In her 'Atlas Shrugged' notes dated June 27, 1946, Ayn Rand writes that to Francisco, John Galt is "the only man who represents a challenge and a stimulant – almost the "proper kind" of audience worthy of stunning for the sheer joy and color of life." Now, we know that Francisco is no social metaphysician. His view of the world and his judgments are not dependent on others. Yet it's interesting to note that he considers "stunning an audience" a value. Objectivists could learn a lot from Frisco.
Francisco is unique amongst the characters of 'Atlas Shrugged.' He is the only one of Galt's chosen where particular attention is given to his life separate and apart from his work. He is a man who has chosen to make his life extraordinary - extraordinary not only by his accomplishments, but also by his approach to life.
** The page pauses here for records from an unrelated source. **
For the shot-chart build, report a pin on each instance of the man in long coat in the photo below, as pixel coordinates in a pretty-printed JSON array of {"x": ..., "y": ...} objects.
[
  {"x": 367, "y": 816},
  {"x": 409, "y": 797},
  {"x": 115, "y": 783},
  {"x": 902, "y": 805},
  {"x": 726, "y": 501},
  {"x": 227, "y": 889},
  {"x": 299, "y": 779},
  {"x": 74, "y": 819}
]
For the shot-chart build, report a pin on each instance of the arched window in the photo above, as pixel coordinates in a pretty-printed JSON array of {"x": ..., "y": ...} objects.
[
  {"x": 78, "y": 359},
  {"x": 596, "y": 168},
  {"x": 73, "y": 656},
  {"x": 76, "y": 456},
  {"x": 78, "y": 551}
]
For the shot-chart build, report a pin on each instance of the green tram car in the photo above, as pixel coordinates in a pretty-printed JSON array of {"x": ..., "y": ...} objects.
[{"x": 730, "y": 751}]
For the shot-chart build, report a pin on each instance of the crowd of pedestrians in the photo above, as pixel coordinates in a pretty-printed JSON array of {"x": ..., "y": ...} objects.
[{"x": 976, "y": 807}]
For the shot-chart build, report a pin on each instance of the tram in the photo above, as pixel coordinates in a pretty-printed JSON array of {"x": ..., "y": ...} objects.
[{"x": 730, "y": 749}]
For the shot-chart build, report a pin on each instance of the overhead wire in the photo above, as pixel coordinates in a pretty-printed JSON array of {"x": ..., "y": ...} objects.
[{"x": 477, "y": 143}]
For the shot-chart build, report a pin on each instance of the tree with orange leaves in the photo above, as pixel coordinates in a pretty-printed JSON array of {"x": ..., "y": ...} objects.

Objectivism provides you with the tools to make your life extraordinary, to make your life like the pages of an Ayn Rand novel. I call this living a stylized life.
Style is the component in esthetics that represents selectively focused essential characteristics. Style differentiates art from reality, the inspirational from the mundane. This is not to say that the idea of a stylized life means divorcing life from reality. On the contrary, it means identifying the essentials of life, what's important about life, and making them your focus. It means identifying goals and planning to achieve them. It means aspiring not simply to be good, but to be great. It means looking to your heroes, real or fictional, and realizing you too can be like them. Not a life of fiction, but a life like fiction.
What are the essentials of life? Take this scene from 'Atlas Shrugged' (p. 108) as an example:
"It was spring and [Francisco and Dagny] stood together on the roof terrace of a restaurant, the light silk of her evening gown blowing in the wind against his tall figure in formal black clothes. They looked at the city. In the dining room behind them, the sounds of the music were a concert etude by Richard Halley…"
This is what life is all about; a sublime, romantic moment with a partner - a moment that makes you glad you're alive. A stylized life means making what might be exceptional for others, the everyday for you. It's the clinching of a major deal, it's the well-earned vacation on an idyllic, tropical island, it's the win in your chosen sport, it's the moment when the girl you've admired from afar agrees to go out with you, it's the A+ you achieve on your paper, it's the near-perfect piano recital by your son, it's a victorious blow for freedom. The confrontation with the irrational boss, the dismay of another liberty-crushing piece of legislation; these are the non-essential, the non-significant.
A stylized life means rejecting the tendency towards asceticism and a hermit-like existence common amongst Objectivists. It means greeting the world with a laugh and a handshake, not a grumble and a glower. It means being a crusader for reason, but have fun doing it, not being a martyr for reason and being miserable. It means eschewing a style/function dichotomy to personal material property: wear the fashionable clothes, savor the exotic food, drive the fancy car. It means not shunning the world, but stunning the world with concrete results, both spiritual and material, of what Objectivism has brought to your life. Not for the sake of the world, but, in Ayn Rand's words, "for the sheer joy and color of life" – your life.